SCHLAGLOCH VON KERSTIN DECKER Ernst von Weizsäcker und die erschreckende Kontinuität im Auswärtigen Amt

Kerstin Decker

■ ist freie Autorin und lebt in Berlin. Zusammen mit Gunnar Decker schrieb sie das Buch „Über die unentwickelte Kunst, ungeteilt zu erben. Eine Deutschstunde“ (erschienen 2009 im Dietz Verlag).

Da ist einer gerade neunzig Jahre alt geworden und hätte sich das alles wohl ein wenig anders vorgestellt. Zumal allein die Erwähnung seines Namens einen ganzen, mittelschwer in Verruf geratenen Berufsstand bis heute ehrt: Richard von Weizsäcker, früherer Bundespräsident. Ecce homo politicus!

Weizsäckers Familienname steht – oder stand? – trotz der Verurteilung Ernst von Weizsäckers 1949 für eine Kontinuität deutscher Politik im guten Sinn. Der Vater war bis 1945 Staatssekretär im Auswärtigen Amt und nicht nur nach Auskunft seines Sohns maßgeblich beteiligt am Zustandekommen des Münchner Abkommens von 1938, diesem letzten Aufschub des Kriegs.

Hatte Adorno etwa doch recht?

Adornos Verdacht, dass es kein richtiges Leben gäbe im falschen, schien mir schon immer von zu großer, beinahe selbstgefälliger Unbarmherzigkeit. Alle Hoffnung im Reich der menschlich, allzu menschlichen Dinge knüpft sich schließlich daran, dass ein solches Leben doch möglich sein kann, wenn auch nur augenblickweise. Und nun ist da dieses neue Buch und sagt auf vielen hundert Seiten: Nein!
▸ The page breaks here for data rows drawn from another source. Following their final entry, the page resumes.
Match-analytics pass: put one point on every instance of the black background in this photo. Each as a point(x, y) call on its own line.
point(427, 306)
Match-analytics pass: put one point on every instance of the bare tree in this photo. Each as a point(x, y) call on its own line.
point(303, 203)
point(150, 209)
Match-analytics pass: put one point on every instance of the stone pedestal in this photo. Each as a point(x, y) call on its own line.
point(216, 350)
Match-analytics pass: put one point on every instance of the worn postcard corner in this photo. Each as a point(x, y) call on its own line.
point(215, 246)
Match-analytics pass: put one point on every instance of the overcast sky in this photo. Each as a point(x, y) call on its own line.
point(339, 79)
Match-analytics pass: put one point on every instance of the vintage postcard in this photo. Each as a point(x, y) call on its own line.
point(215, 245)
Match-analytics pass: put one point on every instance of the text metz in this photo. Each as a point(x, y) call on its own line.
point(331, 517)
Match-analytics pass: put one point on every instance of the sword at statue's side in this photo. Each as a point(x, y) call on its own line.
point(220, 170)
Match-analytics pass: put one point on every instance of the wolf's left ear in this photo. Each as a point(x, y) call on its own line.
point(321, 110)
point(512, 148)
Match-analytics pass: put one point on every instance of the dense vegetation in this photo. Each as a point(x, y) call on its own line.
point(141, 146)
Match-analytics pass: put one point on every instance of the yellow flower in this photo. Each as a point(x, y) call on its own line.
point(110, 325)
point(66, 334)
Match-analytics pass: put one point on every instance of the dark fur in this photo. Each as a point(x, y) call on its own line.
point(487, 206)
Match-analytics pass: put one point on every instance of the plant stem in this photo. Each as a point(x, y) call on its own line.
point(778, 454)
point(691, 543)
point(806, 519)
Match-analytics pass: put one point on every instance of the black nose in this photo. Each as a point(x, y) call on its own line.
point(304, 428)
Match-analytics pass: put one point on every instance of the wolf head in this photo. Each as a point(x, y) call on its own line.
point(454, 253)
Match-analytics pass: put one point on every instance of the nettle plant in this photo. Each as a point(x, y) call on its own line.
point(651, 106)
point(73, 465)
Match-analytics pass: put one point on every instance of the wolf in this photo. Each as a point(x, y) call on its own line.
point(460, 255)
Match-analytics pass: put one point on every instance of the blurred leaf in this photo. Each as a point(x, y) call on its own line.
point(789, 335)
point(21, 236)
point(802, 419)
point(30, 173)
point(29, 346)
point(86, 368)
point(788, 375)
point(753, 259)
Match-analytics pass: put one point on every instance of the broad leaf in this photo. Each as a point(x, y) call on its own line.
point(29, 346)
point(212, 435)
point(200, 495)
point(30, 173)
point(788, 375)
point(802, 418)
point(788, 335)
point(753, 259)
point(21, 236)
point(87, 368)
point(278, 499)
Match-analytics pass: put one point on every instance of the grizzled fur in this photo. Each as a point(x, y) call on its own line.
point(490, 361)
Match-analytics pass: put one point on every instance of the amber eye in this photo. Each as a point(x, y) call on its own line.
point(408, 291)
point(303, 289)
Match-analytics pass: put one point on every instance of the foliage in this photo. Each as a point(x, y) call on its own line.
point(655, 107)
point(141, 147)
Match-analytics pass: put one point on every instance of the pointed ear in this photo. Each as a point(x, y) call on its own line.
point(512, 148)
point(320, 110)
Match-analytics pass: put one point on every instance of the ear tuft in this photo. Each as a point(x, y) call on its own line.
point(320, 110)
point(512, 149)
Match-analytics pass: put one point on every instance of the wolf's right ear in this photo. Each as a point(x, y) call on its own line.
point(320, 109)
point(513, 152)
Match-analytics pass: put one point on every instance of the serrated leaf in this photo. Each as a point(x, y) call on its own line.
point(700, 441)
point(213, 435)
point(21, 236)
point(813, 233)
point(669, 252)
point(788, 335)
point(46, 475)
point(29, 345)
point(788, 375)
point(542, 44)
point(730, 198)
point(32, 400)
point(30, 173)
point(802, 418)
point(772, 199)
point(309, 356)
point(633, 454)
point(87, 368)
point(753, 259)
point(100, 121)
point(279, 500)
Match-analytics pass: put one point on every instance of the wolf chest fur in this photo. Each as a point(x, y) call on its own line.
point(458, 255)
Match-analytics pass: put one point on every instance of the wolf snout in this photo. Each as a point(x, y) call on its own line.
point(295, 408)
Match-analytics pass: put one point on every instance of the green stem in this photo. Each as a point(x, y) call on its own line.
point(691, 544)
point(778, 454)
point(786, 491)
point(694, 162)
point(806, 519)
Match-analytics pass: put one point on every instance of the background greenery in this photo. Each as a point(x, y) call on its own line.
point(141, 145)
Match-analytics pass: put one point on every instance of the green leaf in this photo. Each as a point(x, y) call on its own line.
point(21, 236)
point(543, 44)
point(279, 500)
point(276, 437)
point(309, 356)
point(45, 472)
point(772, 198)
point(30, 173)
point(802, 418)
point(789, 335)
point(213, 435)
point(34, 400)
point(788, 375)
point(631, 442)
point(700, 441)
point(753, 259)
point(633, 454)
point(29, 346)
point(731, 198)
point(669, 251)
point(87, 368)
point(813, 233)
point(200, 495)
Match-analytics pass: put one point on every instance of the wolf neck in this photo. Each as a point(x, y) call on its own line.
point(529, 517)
Die Großstudie heißt: „Das Amt und die Vergangenheit: Deutsche Diplomaten im Dritten Reich und in der Bundesrepublik“. Das Ergebnis: Das Auswärtige Amt war systematisch beteiligt an der Ermordung der europäischen Juden. Der Name Ernst von Weizsäckers fällt oft. Er, Repräsentant des Bürgers, habe den Anstoß zur Ausbürgerung des noch viel repräsentativeren Bürgers Thomas Mann gegeben. Und er habe Sätze gesagt wie: Die Juden müssten Deutschland verlassen, „sonst gingen sie eben über kurz oder lang ihrer vollständigen Vernichtung entgegen“. So hatte es der Schweizer Gesandte in Paris notiert.
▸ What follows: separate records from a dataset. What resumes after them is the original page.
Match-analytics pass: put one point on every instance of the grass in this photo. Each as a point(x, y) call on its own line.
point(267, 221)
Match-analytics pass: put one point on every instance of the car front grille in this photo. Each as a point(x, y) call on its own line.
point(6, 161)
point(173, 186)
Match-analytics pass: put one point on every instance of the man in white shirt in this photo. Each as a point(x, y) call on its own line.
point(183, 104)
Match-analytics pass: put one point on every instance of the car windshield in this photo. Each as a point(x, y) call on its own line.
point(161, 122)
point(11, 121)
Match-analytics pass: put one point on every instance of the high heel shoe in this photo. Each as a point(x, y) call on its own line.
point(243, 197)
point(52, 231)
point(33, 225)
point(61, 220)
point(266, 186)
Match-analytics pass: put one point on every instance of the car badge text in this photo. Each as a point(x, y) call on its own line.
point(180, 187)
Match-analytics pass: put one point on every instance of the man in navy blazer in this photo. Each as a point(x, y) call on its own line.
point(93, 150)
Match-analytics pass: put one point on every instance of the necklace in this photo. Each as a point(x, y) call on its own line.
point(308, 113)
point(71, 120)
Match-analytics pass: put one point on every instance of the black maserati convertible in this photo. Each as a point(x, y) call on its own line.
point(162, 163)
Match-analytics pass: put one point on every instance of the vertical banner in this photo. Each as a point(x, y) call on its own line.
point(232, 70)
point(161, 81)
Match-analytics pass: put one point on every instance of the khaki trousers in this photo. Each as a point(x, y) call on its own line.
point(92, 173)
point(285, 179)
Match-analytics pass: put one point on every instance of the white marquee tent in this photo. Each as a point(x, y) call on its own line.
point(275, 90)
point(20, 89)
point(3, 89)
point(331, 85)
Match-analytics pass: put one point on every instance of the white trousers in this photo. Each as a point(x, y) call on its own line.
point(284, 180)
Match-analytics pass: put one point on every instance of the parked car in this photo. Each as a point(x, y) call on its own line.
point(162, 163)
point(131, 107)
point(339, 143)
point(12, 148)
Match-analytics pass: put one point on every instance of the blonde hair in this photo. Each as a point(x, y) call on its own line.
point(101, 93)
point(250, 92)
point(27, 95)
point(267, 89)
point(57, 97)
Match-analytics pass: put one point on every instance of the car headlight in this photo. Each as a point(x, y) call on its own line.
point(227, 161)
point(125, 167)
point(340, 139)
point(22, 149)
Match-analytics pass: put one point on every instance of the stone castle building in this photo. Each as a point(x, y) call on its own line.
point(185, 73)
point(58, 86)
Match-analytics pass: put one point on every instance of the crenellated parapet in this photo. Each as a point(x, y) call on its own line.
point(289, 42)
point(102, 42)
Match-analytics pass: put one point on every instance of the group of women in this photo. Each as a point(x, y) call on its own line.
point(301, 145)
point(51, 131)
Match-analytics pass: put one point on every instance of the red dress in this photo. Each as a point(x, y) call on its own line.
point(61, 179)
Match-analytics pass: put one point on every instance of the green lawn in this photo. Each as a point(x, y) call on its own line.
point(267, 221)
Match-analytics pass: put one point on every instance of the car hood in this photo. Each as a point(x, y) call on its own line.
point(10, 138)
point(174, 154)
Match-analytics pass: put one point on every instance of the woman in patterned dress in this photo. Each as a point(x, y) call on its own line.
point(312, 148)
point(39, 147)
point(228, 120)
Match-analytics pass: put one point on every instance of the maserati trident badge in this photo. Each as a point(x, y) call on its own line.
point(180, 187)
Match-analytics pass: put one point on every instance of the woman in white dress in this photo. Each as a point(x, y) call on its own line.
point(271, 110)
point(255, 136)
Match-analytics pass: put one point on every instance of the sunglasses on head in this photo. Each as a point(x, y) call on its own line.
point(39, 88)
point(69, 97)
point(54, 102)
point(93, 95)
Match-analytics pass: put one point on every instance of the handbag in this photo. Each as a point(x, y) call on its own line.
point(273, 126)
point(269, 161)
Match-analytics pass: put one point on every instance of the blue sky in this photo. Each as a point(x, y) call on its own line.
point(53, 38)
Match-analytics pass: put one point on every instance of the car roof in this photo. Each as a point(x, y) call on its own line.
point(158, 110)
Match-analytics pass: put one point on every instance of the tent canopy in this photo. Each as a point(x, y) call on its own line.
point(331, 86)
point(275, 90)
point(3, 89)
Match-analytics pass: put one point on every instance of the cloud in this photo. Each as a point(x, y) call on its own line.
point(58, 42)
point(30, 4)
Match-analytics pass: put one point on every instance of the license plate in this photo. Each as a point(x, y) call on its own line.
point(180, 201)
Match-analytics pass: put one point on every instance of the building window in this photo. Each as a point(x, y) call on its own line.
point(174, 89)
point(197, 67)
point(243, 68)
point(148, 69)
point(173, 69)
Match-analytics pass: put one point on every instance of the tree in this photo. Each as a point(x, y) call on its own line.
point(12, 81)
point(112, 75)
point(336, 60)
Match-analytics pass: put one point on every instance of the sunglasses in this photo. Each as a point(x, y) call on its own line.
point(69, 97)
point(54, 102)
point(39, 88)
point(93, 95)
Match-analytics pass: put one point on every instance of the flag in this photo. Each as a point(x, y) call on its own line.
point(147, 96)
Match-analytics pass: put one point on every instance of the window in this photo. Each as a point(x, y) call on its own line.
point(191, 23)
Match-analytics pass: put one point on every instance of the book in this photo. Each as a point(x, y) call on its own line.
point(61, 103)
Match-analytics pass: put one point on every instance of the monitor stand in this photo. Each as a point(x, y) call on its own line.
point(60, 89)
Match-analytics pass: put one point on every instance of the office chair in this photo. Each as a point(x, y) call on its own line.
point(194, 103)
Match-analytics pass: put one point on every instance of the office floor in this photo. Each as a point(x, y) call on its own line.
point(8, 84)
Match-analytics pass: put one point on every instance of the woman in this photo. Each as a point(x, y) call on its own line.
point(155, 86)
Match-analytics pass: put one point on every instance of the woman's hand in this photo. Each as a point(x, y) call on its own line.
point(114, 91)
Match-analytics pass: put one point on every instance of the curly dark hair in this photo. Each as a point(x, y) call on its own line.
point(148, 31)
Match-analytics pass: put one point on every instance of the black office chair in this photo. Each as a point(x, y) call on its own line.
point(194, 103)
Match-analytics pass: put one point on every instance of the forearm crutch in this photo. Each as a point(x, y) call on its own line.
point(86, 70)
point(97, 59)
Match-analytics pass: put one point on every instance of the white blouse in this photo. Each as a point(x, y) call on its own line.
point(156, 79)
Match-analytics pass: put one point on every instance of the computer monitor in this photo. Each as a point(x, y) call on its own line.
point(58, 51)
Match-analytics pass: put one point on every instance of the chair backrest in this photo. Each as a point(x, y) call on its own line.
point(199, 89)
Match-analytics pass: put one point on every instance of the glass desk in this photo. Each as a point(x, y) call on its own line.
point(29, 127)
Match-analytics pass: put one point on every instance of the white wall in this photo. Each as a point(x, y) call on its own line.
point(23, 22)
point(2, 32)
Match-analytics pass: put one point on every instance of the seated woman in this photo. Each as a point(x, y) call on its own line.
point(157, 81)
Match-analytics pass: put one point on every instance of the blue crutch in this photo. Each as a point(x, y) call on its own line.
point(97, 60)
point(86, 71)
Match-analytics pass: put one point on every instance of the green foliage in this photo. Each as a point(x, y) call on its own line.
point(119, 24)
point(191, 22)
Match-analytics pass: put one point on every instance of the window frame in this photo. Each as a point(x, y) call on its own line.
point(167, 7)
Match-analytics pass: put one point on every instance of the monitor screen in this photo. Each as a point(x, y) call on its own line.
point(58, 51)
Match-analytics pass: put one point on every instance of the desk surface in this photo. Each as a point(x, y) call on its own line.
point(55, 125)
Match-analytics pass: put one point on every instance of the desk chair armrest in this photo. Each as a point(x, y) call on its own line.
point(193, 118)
Man liest das alles mit großer – hermeneutischer – Verunsicherung. Was war das? Warnung, Drohung, zustimmende Drohung gar? Das „eben“ stört. Es klingt böse, fast wie Einverständnis. Aber es stammt „eben“ nur aus der Erinnerung des Schweizer Gesandten. Und trotzdem werden wir, die wir es einmal gelesen haben, so schnell nicht mehr vergessen. So entstehen Wirklichkeiten, Halbwirklichkeiten, Viertelwirklichkeiten. Nietzsche hat den Typus des Gelehrten, des Fachwissenschaftlers, als eines der feineren Ergebnisse europäischer Demokratisierung beschrieben, seine ruhige Selbstgewissheit inklusive. Der Historiker ernennt zur Realität, was er schwarz auf weiß geschrieben findet. Aber ist das dem – sagen wir – „Diskursraum“ einer Diktatur angemessen?

Die Kunst der Diplomatie

Ein Vorwurf lautet, im Auswärtigen Amt sei nie über das Vorgehen gegen die Juden debattiert worden, nur darüber, wie es auf das Ausland wirken könnte. Ja, aber wer debattiert in einer Diktatur, und gar in dieser, öffentlich? Abgesehen davon, dass es noch nie zum Berufsbild eines Diplomaten gehörte, mit eigenen Meinungen aufzutreten. Amt des Diplomaten ist, die Meinung des ihn entsendenden Staats möglichst erfolgreich zu vermitteln. Und wenn er aber darüber hinaus noch mehr vermitteln vermag, vielleicht sogar eigene Absichten, ist er ein besonders guter Diplomat.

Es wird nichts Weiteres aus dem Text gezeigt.